As someone who never bought into the anti-substance abuse Just Say No mantra, this book appealed to me if, for no other reason than the Shadenfreude that I often feel while reclining on the couch with a highball and delving into someone else's Trainwreck Memoir. Dry, A Million Little Pieces, Drinking: A Love Story--I've read them all, clicking my tongue at the disastrous folly unfolding on the pages before me and finding an odd solace in the really grim parts, thinking to myself, "I've done a lot of bad things, but at least I've never done that. Or that. Or that! Etc."
In my experience, these memoirs follow a typical arc: Young Innocent enters into a self-destructive fun house, tells harrowing stories of what he saw on the inside and describes how it almost killed him. Eventually, he has an illuminating epiphany and emerges back into the light, a wiser (and usually unbearably smug) being who will go on to lead a life of unbridled success now that his demons are behind him and that pesky monkey is off his back.

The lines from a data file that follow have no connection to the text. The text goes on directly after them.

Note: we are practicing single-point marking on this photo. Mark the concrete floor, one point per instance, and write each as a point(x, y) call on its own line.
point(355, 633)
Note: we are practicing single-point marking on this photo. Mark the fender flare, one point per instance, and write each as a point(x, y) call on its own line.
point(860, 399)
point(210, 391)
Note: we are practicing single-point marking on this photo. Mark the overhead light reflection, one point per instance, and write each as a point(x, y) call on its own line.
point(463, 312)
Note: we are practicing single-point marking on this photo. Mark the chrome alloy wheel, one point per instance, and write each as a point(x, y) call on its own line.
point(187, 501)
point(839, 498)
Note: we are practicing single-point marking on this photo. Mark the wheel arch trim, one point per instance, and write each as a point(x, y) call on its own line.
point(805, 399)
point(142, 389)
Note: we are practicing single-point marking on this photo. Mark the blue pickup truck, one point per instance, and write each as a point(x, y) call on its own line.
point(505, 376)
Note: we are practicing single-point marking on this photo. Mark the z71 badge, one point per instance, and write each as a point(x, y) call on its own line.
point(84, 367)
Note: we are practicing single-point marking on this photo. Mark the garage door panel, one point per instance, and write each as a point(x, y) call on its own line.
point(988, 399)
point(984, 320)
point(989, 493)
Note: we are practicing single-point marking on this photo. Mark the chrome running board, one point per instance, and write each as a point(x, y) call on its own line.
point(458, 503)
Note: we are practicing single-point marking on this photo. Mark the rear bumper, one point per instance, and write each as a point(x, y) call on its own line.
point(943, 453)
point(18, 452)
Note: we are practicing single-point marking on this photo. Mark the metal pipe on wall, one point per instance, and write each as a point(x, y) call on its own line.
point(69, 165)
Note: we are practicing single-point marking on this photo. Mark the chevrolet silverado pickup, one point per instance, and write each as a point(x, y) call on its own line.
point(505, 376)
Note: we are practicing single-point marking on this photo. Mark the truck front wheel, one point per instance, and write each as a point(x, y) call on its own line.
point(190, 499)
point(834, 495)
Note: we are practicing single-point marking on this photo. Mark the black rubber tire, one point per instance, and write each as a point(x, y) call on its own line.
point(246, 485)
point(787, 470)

This book, thank God, isn't like that. It does follow an arc similar to the one described above--a young man moves to the Big City with dreams of cinematic stardom but then finds The City a less than congenial place and he is forced to make several sacrifices to his integrity along the way in order to survive. He goes through an addiction hell, and eventually does emerge better off. Sort of.

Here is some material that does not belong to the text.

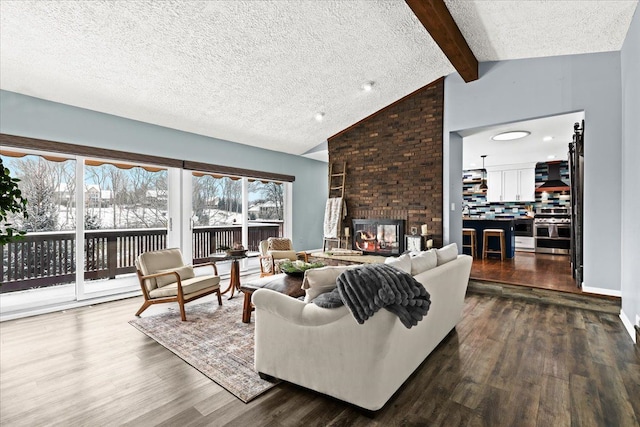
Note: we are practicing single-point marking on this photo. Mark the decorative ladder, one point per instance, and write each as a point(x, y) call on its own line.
point(336, 189)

The first inkling that this book will be something different comes early on when the author recounts his experience as a nineteen year-old contestant on that sad daytime perennial, The Price is Right. This opening scene sets the tone for the book (wistfully reminiscent, gently self-mocking, and slightly seedy) and establishes the dominant theme that will echo through it: the idea that nothing is ever quite as glamorous or perfect as it appears on the surface. As examples of this, we see the game show icon Bob Barker, but are then given a description of his thick pancake make-up and bad dye job; we hear how the author imagines himself as the sexy leading male, but then watch as the director of fried chicken commercial casts him for his geeky, gangly appearance and repeatedly yells at him to look more like "an ostrich". This dichotomy continues throughout the book as Our Hero finds success, not as a screen actor, but as a cocaine-addicted phone sex worker. The story, particularly early on, with its portrayal of a seamy Los Angeles, populated with desperate characters who all want to be on top, and fail miserably trying to get there, is reminiscent of Nathanael West's, The Day of the Locust. See also: It Never Rains In Southern California, Do You Know the Way to San Jose, and even Message to Michael--all of which came into my head while I was reading this book.

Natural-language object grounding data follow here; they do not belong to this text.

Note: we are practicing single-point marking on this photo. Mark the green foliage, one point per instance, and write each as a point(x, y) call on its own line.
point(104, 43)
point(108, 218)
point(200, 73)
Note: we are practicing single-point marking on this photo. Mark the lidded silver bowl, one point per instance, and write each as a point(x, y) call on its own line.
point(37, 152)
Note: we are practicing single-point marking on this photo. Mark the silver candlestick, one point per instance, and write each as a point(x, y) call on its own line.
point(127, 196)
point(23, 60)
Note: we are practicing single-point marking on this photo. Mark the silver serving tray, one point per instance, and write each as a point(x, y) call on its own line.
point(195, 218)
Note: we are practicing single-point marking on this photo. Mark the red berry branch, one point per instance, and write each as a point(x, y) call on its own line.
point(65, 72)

Things get increasingly grim as the story goes on, most notably when the AIDS virus emerges from behind the curtain and infects the author and most of his friends. In a more conventional memoir, it would be at this point that you'd expect an epiphany--a moment where he'd change his errant ways, and move toward the light. But this story, like most of the world outside of fiction, isn't quite so neat and tidy. The author remains self-involved and shallow, engages in behavior that is destructive to himself and others, often does and says the wrong thing, makes bad decisions, is sometimes whiney, and seems, at times, hopelessly mired in a heap of trivial externals. But what saves the story, and keeps the reader eagerly turning pages, is the author's self-deprecating humor. Repeatedly throughout the book he inflates his ego only to later stab it with a pin. This is often very funny to watch (as when he is describing a drunken roll in the hay with Rock Hudson, or his disastrous television interview in the wake of Magic Johnson's AIDS announcement), but it is just as often heartbreaking, as we witness him stumbling and fumbling along, trying to reach some goal that even he doesn't seem sure of. In spite of those missteps, the author is always moving forward, trying to honestly assess his shortcomings. And it is those fumbling attempts that are, in the end, his redemption; the things that enable him to finally escape the perpetual adolescence that seems to ensnare so many gay men.